Stay Cool This Summer by Using the Following hot Weather tips:
- Wear appropriate clothing. Loose fitting or light clothing works best!
- Stay indoors with the air conditioning on when it is hot. If your home does not have air conditioning, go to your local library or shopping center for a few hours. Just a few hours spent in the cool air can help your body stay cooler when you go back into the heat.
- Schedule outdoor activities carefully. Perform outdoor activities during the coolest times of the day, which is often the morning and evening hours. Rest often so that your body has a chance to recover.
- Wear Sunscreen. A sunburn will affect your body’s ability to cool down and can result in dehydration. Be sure to protect yourself from the sun by wearing a wide-brimmed hat, sunglasses, and sunscreen with a SPF of 15 or higher.
- Do not leave children, elderly, or disabled adults in vehicles.
- Avoid hot and heavy meals as they will heat up your body.
Hydration is key!
Drink plenty of fluids especially when in the heat. Do not wait until you are thirsty to drink. If you are on a fluid restricted diet or take medications that might increase urination, ask your physician about water intake while the weather is hot. Try to avoid alcohol and drinks that contain a lot of sugar as those drinks cause you to lose more body fluid. Don’t forget to provide your pets with plenty of fresh water during hot days!
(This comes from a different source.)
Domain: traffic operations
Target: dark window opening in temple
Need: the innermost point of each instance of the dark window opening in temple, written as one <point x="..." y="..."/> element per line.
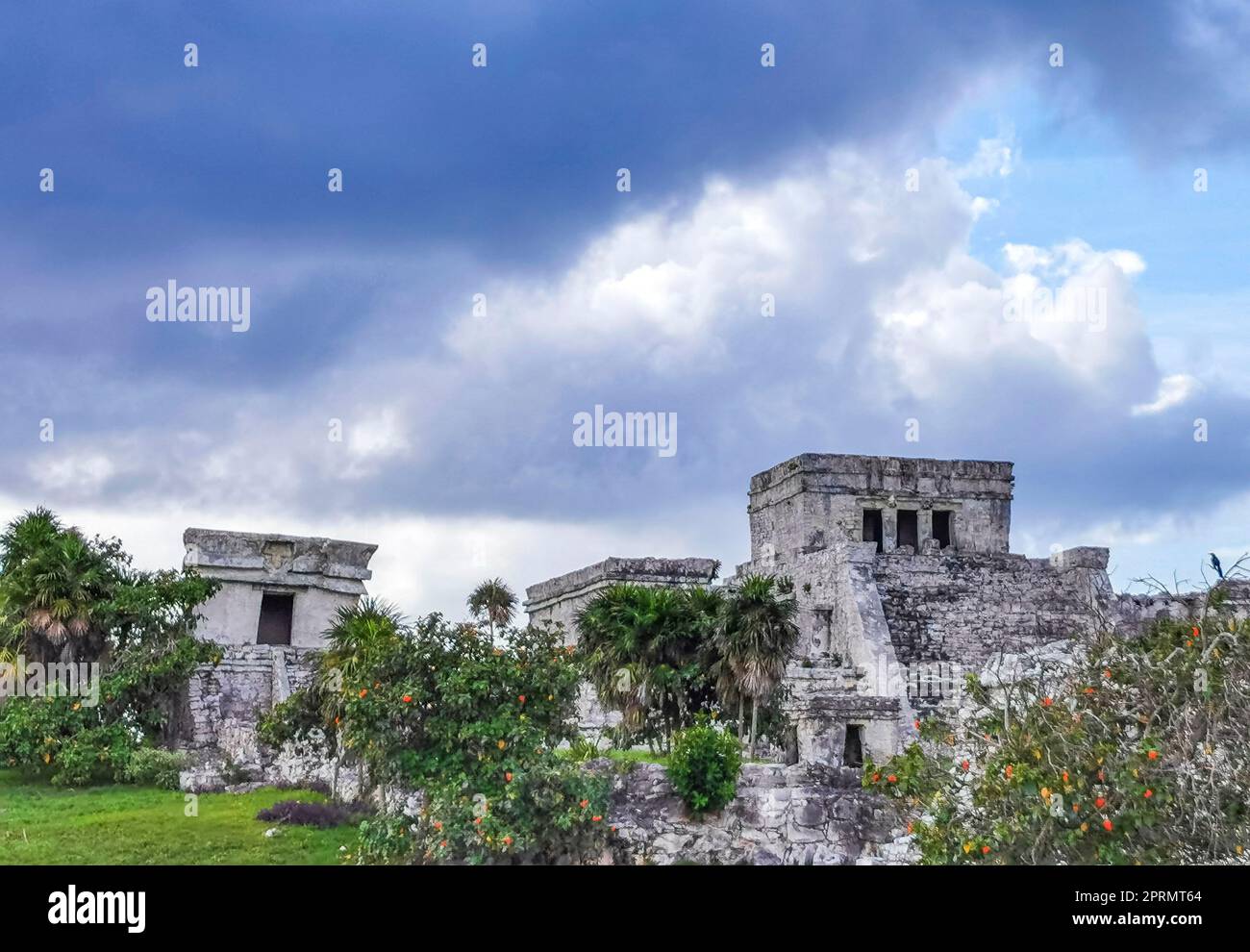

Check your local news for weather updates, extreme heat alerts and safety tips. It is always good to learn about places to go to stay cool in your area.
Know the Signs!
Be aware of the signs and symptoms of heat-related illnesses. You can learn more about heat-related illnesses by visiting the CDC website.
Monitor Those That are High Risk!
It is important to note that anyone can suffer from a heat related illness, however some people are at greater risk than others. Those that are at a higher risk for heat related illnesses are:
- People 65 years of age or older
- People who are overweight
- Infants and young children
- People who are physically ill or suffer from heart disease, high BP, take certain medications, receive treatment for depression, insomnia, or poor circulation.